Imagination then opens up secret drawers where there only appears to be a wall at first glance...
These variations based on Bohemian and Moravian folk songs were composed out of a desire to escape from the pleasant but rather limiting confines of early music, to let myself use my gamba to sing something other than words that are 300 years old. There is no denying the historical origins of the viola da gamba, but I think that while respecting the basic nature of the instrument and what comes naturally on it and lies comfortably for the player, one can go a bit past than the Baroque.
Originally, I wrote variations on songs in the styles of my favourite Baroque composers and gamba players (M. Marais, A. Forqueray, Sainte-Colombe, G. Ph. Telemann, J. S. Bach, C. F. Abel). The outcome was ultimately more of a diary into which, cautiously at first and then more and more,
I began to project encounters with inspirational music and interesting people as well as other genres that are dear to me (the songs of F. Schubert and the music of A. Piazzolla).
Gradually, I also let myself follow the principles of the solo cadenza. I was also guided by the stylus fantasticus, which can put the individual passages of a song into a kaleidoscope and reveal motifs seen in unexpected mirror images, as if looking at a song inside out.
At first I chose the songs from among those that my mother sang to me when I was a child, but after a while I began to look through the collections made by Sušil and others.
Although the original plan was for purely instrumental compositions, I also sing some of the songs on the CD. Incidentally, it was in just this way that I was introduced to the gamba. The sung numbers were really created much more just because – for my own pleasure.
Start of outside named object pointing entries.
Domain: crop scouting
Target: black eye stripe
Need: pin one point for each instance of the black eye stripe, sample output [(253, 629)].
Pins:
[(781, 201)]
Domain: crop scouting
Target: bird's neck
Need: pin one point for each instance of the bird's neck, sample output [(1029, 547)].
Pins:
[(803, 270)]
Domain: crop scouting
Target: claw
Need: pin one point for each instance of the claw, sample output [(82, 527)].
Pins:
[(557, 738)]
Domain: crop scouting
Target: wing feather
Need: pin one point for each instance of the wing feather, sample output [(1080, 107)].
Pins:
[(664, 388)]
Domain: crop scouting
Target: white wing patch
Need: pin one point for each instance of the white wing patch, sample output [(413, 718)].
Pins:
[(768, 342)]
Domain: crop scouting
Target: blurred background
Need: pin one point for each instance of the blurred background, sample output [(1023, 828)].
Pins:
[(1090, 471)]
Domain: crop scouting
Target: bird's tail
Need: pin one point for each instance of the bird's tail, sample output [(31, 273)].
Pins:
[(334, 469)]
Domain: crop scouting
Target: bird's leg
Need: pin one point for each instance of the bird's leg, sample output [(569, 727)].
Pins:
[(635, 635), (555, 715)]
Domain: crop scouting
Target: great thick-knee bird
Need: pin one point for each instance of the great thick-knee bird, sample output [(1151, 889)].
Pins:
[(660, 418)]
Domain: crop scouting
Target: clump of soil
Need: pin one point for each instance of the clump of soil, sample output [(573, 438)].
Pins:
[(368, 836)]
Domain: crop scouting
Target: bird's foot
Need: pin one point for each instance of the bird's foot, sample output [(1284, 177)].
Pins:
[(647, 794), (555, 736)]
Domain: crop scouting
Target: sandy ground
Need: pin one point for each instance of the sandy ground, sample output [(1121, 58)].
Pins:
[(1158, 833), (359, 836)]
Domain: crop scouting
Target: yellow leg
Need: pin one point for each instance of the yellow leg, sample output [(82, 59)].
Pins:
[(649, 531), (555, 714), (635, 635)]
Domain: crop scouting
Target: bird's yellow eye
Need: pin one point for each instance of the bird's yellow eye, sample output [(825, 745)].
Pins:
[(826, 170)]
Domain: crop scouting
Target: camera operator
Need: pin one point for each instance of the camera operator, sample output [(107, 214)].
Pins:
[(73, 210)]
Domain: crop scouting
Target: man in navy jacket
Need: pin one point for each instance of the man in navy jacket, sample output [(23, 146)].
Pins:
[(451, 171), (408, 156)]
But I have also decided to include a few of them here as well because of the feeling that this way of telling a story is part of what makes a folk song.
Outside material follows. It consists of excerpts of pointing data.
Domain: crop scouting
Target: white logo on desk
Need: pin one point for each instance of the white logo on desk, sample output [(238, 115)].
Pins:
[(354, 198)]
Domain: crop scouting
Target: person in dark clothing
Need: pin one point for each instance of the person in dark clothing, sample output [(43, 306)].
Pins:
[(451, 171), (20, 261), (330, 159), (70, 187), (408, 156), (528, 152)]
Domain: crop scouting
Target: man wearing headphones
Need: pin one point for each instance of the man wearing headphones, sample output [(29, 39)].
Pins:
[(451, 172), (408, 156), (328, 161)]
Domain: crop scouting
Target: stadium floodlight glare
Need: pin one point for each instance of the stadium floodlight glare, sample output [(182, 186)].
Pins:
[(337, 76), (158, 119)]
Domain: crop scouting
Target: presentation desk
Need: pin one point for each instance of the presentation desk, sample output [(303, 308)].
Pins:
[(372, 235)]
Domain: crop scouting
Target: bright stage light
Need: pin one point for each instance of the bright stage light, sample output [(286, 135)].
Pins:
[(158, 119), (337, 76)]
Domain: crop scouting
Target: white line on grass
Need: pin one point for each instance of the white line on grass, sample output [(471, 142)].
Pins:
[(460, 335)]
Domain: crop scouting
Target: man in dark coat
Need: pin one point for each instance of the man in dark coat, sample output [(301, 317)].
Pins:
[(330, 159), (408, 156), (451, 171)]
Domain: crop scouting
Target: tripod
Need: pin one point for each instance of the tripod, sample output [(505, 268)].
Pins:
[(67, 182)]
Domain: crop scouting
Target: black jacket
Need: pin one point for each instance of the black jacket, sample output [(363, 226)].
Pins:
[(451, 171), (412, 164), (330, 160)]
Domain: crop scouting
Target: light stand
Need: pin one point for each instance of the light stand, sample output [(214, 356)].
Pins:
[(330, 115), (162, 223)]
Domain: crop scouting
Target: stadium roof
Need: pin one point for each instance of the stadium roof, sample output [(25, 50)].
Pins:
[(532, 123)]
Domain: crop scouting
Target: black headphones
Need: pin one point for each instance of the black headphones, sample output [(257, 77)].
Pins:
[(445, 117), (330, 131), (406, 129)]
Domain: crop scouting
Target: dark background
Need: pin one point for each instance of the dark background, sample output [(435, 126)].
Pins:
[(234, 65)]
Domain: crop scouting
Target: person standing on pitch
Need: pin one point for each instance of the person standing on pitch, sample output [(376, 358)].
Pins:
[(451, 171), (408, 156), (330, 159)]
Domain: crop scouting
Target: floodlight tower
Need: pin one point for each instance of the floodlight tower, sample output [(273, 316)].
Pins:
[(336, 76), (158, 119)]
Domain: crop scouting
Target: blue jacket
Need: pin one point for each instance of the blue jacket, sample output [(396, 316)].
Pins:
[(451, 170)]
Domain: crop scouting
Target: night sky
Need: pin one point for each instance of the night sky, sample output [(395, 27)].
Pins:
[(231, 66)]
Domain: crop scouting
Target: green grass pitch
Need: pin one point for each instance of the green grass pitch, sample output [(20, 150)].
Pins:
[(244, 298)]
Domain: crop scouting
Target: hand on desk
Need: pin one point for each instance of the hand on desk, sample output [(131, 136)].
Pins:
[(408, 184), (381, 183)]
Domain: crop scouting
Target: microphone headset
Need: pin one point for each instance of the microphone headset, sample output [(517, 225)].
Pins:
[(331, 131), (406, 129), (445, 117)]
Tangambo, a tango for two gambas, seems like a bit of a departure from the folk song concept, but it is related to the other compositions by its variation form. At the last moment, I decided that instead of the original version, I would present an adaptation for gamba and guitar, which makes a more dance-like impression.
With this CD, my gamba and I above all want to invite you to some lively listening, and we are looking forward to interesting encounters!
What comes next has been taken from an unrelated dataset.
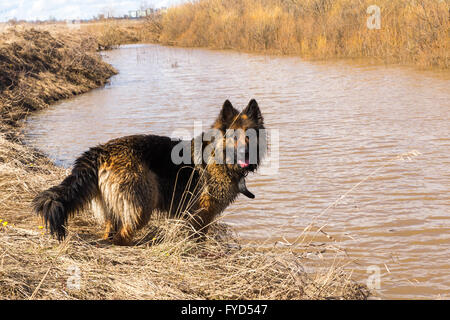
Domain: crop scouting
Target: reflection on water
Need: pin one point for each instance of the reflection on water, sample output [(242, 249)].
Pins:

Magda Uhlířová studied, prior musician career, musical science at the Faculty of the Arts of Masaryk University in Brno. Originally played flute and violin but she discovered viola da gamba at the age of 25. Two semesters of studying with Michael Brüssing enabled her to prepare for Hochschule für Musik und Theater in Leipzig, where she studied for two years with Irene Klein. Another 3 years studied at the Hochschule für Künste in Bremen with Hille Perl, where she graduated. She attended also master classes lead by Marianne Müller, Pandolfo Paolo and Vittorio Ghielmi. Now she lets herself be inspired on Mozarteum by Vittorio Ghielmi.
She works with early music ensembles such as Bachchor Köthen (Martina Apitz), Hallesches Consort, Capella St. Martini Bremen Lesum (Hans Dieter Renken), Ritornello (Michael Pospíšil), Les Sorcières, Concerto Sacro Leipzig (Gregor Meyer), Musica symbolica (Petra Žďárská - cembalo), Alchemilla dualis (Hanna Thiel - viola da gamba) and many other solo artists of early music.
From 2012 she works as a principal of the Music school in Nová Paka, where she also teaches viola da gamba, improvisation and basso continuo. Since then the school focuses on early music, organizes workshops with various interesting musicians (Kaleidoskop cycle) and IMPROFEST, yearly festival concerned with historical improvisation.
She cooperated on these recordings of barrock songs: O smrti i vesele, Písně pro Ježíše, Adventní písničky z českých barokních kancionálů, Lauda puer Dominum and on a trailer for Valdštejnská lodžie 2014.
Magda Uhlířová is interested in musical improvisation, composes and arranges pieces for viola da gamba from different periods. She prepared a solo program of her own compositions, fantasias based on czech and moravian folk songs.